De acordo com relatório da ONG Human Rights Watch, divulgado nesta terça-feira (13), venezuelanos que retornam ao país devido a dificuldades provocadas pela pandemia de Covid-19 estão sofrendo abusos.
Ao cruzar a fronteira de volta à Venezuela, muitos são obrigados a cumprir quarentena em acampamentos do governo, controlados pelo Exército, em estados fronteiriços, principalmente em Táchira, Apure e Zulia.
Nesse locais, mais de 130 mil venezuelanos enfrentam falta de comida, remédios e água e ficam confinados em situação de aglomeração e por mais tempo que os 14 dias indicados pela OMS.
"Encontramos principalmente dois problemas. O primeiro são os poucos testes [de detecção da Covid-19]. Quando fazem, utilizam o mais precário, o teste rápido, que detecta mal a doença. Ou seja, essas pessoas são colocadas em contato com outras quando ainda podem estar na fase de contágio", diz à reportagem Tamara Taraciuk, sub-diretora de Américas da Human Rights Watch.

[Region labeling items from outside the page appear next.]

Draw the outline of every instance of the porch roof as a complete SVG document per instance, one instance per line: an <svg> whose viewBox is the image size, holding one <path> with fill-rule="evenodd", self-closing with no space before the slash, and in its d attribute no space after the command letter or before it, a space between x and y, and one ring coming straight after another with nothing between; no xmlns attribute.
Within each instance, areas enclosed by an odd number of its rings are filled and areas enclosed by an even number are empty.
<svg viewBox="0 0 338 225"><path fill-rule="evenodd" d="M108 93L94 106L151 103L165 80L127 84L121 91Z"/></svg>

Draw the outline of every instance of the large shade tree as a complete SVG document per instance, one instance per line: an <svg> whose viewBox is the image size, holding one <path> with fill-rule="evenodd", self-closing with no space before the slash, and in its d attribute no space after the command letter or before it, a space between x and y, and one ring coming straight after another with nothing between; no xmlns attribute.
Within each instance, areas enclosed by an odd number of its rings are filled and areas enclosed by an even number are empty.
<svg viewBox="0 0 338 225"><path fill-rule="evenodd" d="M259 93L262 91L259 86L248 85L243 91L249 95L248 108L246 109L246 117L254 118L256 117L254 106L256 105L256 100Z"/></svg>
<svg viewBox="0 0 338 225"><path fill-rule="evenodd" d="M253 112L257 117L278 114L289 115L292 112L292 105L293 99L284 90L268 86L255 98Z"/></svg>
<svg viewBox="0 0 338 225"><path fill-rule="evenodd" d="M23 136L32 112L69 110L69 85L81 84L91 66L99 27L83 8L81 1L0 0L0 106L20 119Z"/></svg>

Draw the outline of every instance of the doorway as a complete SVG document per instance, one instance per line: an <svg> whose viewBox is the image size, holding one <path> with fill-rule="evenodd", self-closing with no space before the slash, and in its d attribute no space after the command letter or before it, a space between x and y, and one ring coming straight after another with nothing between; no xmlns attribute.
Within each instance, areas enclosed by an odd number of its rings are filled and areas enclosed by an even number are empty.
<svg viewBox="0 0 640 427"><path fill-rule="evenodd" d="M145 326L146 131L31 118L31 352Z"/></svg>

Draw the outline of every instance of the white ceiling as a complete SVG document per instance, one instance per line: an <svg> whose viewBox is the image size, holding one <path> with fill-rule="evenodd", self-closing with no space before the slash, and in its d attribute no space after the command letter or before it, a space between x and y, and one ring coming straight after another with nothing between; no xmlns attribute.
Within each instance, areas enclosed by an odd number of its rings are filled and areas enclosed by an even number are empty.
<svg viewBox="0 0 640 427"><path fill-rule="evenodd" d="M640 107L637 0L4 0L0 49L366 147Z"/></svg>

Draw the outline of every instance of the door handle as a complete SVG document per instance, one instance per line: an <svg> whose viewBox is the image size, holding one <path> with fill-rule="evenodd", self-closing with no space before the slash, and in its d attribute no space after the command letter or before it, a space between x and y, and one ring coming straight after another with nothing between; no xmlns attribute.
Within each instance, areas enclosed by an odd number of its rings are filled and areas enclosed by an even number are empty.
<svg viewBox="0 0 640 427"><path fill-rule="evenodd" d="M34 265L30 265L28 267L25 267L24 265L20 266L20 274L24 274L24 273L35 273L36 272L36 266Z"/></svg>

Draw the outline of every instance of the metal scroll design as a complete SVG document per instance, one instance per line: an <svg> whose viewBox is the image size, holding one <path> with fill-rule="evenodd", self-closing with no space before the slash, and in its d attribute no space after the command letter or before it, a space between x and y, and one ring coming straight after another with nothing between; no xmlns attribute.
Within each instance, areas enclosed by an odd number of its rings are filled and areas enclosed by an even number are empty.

"O segundo problema é o fato de essas pessoas serem muito mal tratadas pelas forças de segurança que vigiam os acampamentos. Eles são atacados verbal e fisicamente. São chamados de traidores, porque decidiram deixar o país, e agora, ao voltar, são os que trazem o vírus. É o discurso de Nicolás Maduro."
A pesquisa foi realizada pela ONG de defesa de direitos humanos entre junho e setembro de 2020 com base em 76 entrevistas –23 das quais com pessoas que retornaram ao país a partir de Colômbia, Brasil Peru, Equador e EUA. Também foram coletadas reportagens da imprensa independente local e depoimentos de ONGs venezuelanas e habitantes de cidades próximas aos acampamentos.
O levantamento ainda teve a colaboração da universidade americana Johns Hopkins, que analisou as entrevistas e dados oficiais do Ministério da Saúde sobre a pandemia de coronavírus no país.
Na maioria das vezes, os venezuelanos querem retornar ao país devido a dificuldades econômicas. Como muitos não têm documentos ou estavam em situação migratória provisória, tiveram pouco ou nenhum acesso a auxílios dos governos que os receberam. Muitos também deixaram de trabalhar por serem, em sua maioria, informais e, portanto, afetados pelas medidas de quarentena. Assim, a situação os levou a voltar à Venezuela, embora a crise humanitária no país ainda seja grave.
Em entrevistas realizadas com pessoas que passaram por esses acampamentos, a Human Right Watch recolheu relatos de detenção por tempo indeterminado, alojamento precário e tratamento hostil. Diversos venezuelanos relataram falta de material para higiene, como sabão e água limpa.
"Enviar os retornados a esses centros de quarentena insalubres e superlotados, em que é impossível cumprir as medidas de distanciamento social, é uma fórmula perfeita para propagar ainda mais o vírus", diz a médica Kathleen Page, da equipe da Johns Hopkins.
Além do diagnóstico da situação, o relatório inclui apelos aos ministros das Relações Exteriores da região que vão se encontrar no dia 19 de outubro, no Processo de Quito, uma comissão criada para discutir o problema do êxodo venezuelano. "Esperamos que os representantes dos países demonstrem o compromisso de proteger os direitos dos venezuelanos em seu próprio território", diz o documento.
"Os países da região devem exigir que as autoridades venezuelanas deixem de utilizar esse tipo de acampamento e opte por quarentenas domiciliares ou outras alternativas mais seguras."
Além dos acampamentos, a ONG encontrou falhas no sistema para quarentena implementado em hotéis de cidades venezuelanas. Foi registrado, por exemplo, que, em alguns locais em Caracas, havia hóspedes comuns misturados a venezuelanos que retornaram ao país, e funcionários não usavam máscaras.
Os números oficiais da pandemia na Venezuela, apresentados pela ditadura de Maduro, são contestados por grupos de médicos independentes locais. Segundo dados compilados pela Johns Hopkins, a partir das cifras do regime, há até agora 83.137 casos confirmados e 697 mortes.
De acordo com especialistas, o fato de o país caribenho estar mais isolado do resto do mundo devido à crise pode explicar, ao menos em parte, os números mais baixos, mas eles não descartam maquiagem das cifras pelo governo.